This week, animal welfare organisations in Romania have described the situation there as critical. The plight of Romanian stray dogs following the implementation of the recent culling law [ featured A,B,C,D] has become an emergency. Four Paws wrote:-
"The new law allows the killing of stray dogs after they have been kept in a dog shelter for 14 days. It is hugely unrealistic to think that the dogs could be adopted within such a short time. In addition, there are not enough shelters, food or veterinary care for the dogs. The law has condemned hundreds of thousands of Romanian stray animals to death."
Bagdat Oz, working with Rescuing European Animals in Need (REAN) said :-
"No dog is safe there anymore. We need to get these dogs out of that country ASAP"
She has been rightly critical of the UK and international media's lax attitude to this catastrophe. One local newspaper, the Forfar Dispatch took up the cause. They quote Gail Brown who states
"Even household pets are being targeted. I have heard of one woman's dog being shot right in front of her." She continued: "And people over there who are trying to help the dogs are being attacked themselves. The situation is out of control."
In their urgent appeal REAN wrote
"Animal lovers throughout the world are outraged with this unreasonable and horrific decision, and are trying their best to save as many dogs as they can from this biggest dog massacre in Europe's history"
There is a clear and present danger to dogs in Romania. Supporting REAM's view, Four Paws writes
"In the light of recent investigations FOUR PAWS is worried that the killing of dogs by physical violence and poisoning has already spiralled out of control. The local police even seem to ignore the barbaric killings of stray dogs which have happened up to now. Obviously people don't know that killing an animal comes under criminal law, and clearly the police ignore it. It is now public that one man also died from eating poisoned sausages intended for dogs. Police must take immediate action or we take them to court",
Having suffered violence at the hands of dog catchers, stray dogs are locked in public shelters and often denied food and water. Their fragile lives cut short with a glimmer of hope from rescuers and adopters.
Unfortunately, rescues are erratic and plagued by serious underfunding, making the process painfully slow - a catastrophe situation for dogs who have very little time.

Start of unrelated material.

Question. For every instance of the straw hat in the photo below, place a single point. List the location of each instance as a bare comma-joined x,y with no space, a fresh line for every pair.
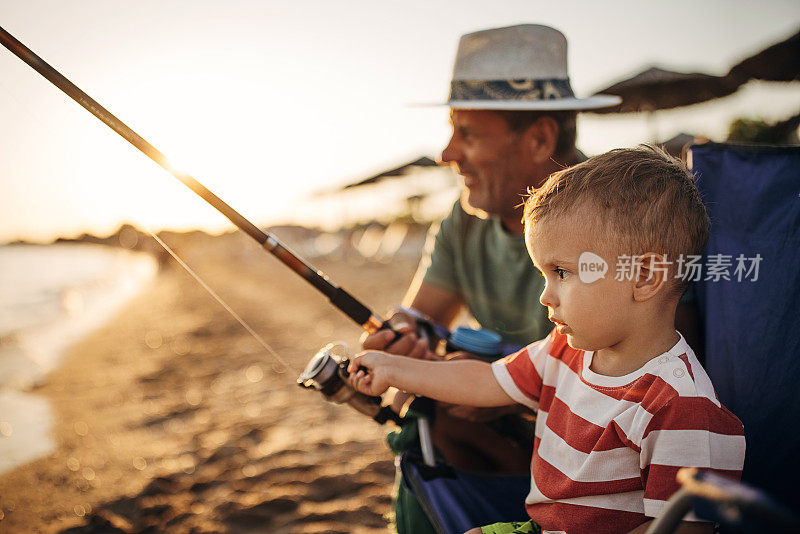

Adopting a Romanian dog will not only extend its life but save them from a painful, horrific death. Rescuers use Facebook.com to engage support, adoptions and donations. Your country will have a support/campaign group there and it is worth researching potential adoptions through them.
Romanian Insider wrote a useful guide for Bucharest here , and international adoption is covered here . The UK's http://www.adoptarescuedog.co.uk/ is a useful primary resource, and first time owners can download the Dog Trust's advice on this subject. Before you Adopt is also a very useful guide. .
Prior to adoption, careful consideration must be given to affordability and your ability to take care of a dog. Adopting a dog from Romanian can cost between £225-350 [mostly transportation costs - organisations vary] in comparisons to the RSPCA's costs [From £120] listed here.
Potential owners need a home check that assesses your lifestyle and ability to take care of a dog. According to Anne Lewis, of the Lost Souls Sanctuary, assessments can look at "height of fences, secure garden, sleeping arrangements, other animals, working arrangements, vet etc".
She also warns "I'd also get a vet reference as these give you a good indication of how they look after their animals". After making an informed decision to adopt, its worth contacting one of the organisations listed here to select the dog you like. Most organisations will guide you through the process and suggest transportation. All dogs require a Pet Passport, Microchip, Vaccines, Health Certificate and a copy of the person's passport.
To lower the costs of adoption, Four Paws team in Bucharest has offered free neutering, rabies vaccine, passport vaccinations, micro chipping and registration. Transportation can either be by plane [ Check approximate flight prices] or by road ELI Pet Transport [firstname.lastname@example.org] organises transport and is rumoured to give discounts for transporting multiple pets. An alternative is Europet .
Many organisations have taken to Facebook to raise much needed funds and feature dogs who require assistance. Romanian Emergency Dog Rescue attempts to feature posts listed by local individuals and organisations. Like all online pleas, it's important to check that the organisation is reliable before you donate. That said, local reliable individuals like Galati based Paun Daniela do excellent work, and are solely dependent on public donations.
Bagdat Oz suggests, those who cannot adopt or sponsor can raise the awareness of the plight of the issue by leafleting, fund raising, social networking. Indeed Facebook is teeming with individual rescuers raising funds for local organisations and facilitating the rescue of dogs from Romania.
Those who have adopted Romanian dogs say it is extremely rewarding. Those who want to adopt can make it happen through Facebook, as there are many people willing to assist. Every life is worth saving, and while we cannot control the way governments work, we can all do something to help. Doing nothing in a state of emergency is no longer an option.